Cyclopolymerization: a versatile approach toward multicyclic polystyrene and polystyrene-containing multicyclic copolymers

Abstract

Macromolecules with cyclic topologies have attracted significant attention because of their unique structures. Herein, we report the systematic synthesis of multicyclic polystyrene (mc-PS) via cyclopolymerization of α,ω-dinorbornenyl end-functionalized PS macromonomers mediated by the Grubbs third-generation catalyst (G3) under diluted conditions. By varying the initial macromonomer-to-G3 ratio, the number of cyclic units in the obtained mc-PS was controlled up to 239, which, compared to previously reported values, is more than 10 times higher. The molecular weight (M_n) of each cyclic unit was controlled between 1640 and 52 100 using macromonomers with different M_n. The use of mc-PS with different numbers of cyclic units revealed that upon increasing the number of cyclic units, the hydrodynamic volume and intrinsic viscosity per ring decreased and then reached constant values.

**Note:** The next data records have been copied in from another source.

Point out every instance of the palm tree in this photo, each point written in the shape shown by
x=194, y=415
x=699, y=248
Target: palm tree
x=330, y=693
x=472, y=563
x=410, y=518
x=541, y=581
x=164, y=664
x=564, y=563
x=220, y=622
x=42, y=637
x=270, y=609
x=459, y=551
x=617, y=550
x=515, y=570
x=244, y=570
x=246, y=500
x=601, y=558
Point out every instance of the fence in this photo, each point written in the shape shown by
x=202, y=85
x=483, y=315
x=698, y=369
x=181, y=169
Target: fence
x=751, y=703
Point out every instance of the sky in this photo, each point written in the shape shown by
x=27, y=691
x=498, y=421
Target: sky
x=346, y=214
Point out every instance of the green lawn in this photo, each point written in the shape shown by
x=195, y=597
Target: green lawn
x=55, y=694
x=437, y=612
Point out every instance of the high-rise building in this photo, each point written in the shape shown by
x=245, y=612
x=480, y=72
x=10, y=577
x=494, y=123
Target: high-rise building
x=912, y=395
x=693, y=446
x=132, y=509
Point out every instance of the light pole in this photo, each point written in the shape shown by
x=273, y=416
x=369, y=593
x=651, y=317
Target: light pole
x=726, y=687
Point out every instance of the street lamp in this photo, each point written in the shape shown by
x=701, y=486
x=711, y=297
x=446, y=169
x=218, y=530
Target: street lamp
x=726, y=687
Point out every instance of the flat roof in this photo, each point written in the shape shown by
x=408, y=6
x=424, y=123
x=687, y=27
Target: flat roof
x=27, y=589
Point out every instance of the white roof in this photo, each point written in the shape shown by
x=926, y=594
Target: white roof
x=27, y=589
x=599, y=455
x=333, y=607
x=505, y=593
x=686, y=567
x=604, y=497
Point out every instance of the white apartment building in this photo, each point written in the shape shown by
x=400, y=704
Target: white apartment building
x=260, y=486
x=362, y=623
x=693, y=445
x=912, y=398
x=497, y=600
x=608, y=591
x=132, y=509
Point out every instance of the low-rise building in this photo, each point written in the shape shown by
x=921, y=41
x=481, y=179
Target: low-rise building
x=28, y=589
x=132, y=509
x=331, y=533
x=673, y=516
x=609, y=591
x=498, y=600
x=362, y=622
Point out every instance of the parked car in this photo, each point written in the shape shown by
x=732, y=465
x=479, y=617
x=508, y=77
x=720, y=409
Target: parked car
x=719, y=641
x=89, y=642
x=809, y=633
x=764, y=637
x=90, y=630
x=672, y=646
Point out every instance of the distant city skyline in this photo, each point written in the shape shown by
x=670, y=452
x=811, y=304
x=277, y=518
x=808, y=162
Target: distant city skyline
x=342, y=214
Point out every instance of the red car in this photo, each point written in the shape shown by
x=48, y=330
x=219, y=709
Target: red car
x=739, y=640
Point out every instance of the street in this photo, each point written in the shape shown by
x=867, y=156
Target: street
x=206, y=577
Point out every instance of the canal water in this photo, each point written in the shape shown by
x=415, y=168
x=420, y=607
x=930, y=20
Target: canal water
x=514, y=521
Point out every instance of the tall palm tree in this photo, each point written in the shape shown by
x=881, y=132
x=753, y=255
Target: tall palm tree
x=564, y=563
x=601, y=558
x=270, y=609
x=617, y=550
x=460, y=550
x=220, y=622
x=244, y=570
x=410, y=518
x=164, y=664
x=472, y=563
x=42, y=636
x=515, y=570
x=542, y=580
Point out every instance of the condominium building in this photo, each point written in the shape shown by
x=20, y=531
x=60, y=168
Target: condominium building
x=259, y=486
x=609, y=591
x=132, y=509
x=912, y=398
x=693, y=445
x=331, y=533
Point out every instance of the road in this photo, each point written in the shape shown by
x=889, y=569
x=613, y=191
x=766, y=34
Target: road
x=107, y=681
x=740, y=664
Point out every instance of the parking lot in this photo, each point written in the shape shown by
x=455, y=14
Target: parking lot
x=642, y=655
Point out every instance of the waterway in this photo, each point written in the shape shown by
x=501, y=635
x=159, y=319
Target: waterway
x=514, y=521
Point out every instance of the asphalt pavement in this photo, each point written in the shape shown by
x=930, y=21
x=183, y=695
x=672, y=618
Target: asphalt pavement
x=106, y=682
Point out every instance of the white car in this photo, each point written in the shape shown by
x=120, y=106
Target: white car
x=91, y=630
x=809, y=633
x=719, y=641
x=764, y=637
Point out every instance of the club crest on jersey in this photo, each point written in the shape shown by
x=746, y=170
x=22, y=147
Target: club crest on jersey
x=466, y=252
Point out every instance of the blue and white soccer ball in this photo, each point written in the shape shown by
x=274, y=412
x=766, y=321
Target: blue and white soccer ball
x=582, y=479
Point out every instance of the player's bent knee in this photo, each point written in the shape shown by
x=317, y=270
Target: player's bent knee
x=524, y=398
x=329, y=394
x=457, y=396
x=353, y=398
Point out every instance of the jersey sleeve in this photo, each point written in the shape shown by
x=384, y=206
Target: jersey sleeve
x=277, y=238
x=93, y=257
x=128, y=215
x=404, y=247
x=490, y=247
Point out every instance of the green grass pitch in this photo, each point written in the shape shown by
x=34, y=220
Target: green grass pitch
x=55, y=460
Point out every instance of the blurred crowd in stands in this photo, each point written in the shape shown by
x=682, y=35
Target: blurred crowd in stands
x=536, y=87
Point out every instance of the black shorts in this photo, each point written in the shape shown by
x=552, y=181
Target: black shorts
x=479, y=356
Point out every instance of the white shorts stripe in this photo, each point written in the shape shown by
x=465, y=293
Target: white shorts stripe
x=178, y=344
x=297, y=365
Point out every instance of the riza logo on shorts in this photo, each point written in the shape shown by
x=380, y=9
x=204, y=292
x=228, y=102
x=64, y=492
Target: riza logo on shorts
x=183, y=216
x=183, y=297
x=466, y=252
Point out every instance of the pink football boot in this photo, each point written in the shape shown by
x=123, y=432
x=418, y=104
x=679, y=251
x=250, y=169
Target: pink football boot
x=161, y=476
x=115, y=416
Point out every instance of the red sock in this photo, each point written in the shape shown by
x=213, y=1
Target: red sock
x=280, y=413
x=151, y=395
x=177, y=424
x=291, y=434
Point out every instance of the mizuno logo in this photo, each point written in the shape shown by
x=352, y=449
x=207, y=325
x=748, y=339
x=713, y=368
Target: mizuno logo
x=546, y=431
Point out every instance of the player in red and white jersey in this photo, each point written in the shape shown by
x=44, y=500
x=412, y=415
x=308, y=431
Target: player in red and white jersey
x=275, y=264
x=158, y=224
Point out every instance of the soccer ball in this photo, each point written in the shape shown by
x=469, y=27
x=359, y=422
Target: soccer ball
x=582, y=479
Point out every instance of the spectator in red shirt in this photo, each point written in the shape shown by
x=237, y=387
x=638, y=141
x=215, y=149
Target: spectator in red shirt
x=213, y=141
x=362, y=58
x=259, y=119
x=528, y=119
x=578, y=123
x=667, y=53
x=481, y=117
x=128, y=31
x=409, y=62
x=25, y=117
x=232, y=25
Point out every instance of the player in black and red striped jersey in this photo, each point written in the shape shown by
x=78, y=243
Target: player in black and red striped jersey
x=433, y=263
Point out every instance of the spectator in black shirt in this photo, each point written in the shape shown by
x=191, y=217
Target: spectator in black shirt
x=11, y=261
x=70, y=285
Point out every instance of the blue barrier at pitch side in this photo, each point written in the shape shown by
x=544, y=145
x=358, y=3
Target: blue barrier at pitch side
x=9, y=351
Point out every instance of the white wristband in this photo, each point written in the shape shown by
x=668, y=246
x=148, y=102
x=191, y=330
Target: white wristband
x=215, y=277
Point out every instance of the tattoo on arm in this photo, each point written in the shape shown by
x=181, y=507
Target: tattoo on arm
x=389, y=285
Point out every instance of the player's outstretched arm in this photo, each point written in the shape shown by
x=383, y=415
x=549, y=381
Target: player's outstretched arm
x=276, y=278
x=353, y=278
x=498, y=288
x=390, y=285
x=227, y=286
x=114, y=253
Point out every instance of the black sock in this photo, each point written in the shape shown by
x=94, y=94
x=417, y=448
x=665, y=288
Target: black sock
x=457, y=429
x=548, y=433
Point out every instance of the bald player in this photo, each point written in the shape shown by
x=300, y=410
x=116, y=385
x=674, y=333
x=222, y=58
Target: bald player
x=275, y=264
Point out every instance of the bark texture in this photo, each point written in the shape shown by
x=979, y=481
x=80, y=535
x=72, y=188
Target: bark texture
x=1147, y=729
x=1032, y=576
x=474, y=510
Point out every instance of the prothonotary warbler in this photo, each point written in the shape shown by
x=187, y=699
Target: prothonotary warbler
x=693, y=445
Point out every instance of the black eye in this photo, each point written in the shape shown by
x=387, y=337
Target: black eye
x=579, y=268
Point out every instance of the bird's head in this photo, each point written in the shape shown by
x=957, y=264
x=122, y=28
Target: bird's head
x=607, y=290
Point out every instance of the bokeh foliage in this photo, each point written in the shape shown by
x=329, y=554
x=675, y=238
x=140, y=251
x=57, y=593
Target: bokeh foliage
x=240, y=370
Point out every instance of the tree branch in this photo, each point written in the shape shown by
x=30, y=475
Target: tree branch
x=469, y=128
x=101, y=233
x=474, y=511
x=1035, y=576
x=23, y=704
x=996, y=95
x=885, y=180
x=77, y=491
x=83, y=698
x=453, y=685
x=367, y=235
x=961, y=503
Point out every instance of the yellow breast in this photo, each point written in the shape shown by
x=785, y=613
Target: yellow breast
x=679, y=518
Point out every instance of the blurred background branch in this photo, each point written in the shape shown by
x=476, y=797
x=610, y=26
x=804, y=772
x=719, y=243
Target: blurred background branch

Regarding mc-PS, the dependence of M_n on the glass transition temperature (T_g) was much stronger compared to that in monocyclic PS. Moreover, the T_g in the limit of infinite M_n was approximately 5 °C higher for mc-PS compared to that of linear PS and monocyclic PS, confirming the unique topological effect of the multicyclic structure. In addition, the cyclopolymerization of a block copolymer-type macromonomer consisting of PS and poly(rac-lactide) (PLA) or the statistical cyclocopolymerization of PS and PLA macromonomers afforded PS-containing multicyclic copolymers with various architectures. The developed cyclopolymerization strategy is more straightforward than previously known multicyclic PS and PS-containing multicyclic polymer syntheses and will provide a new avenue for fundamental studies and material applications.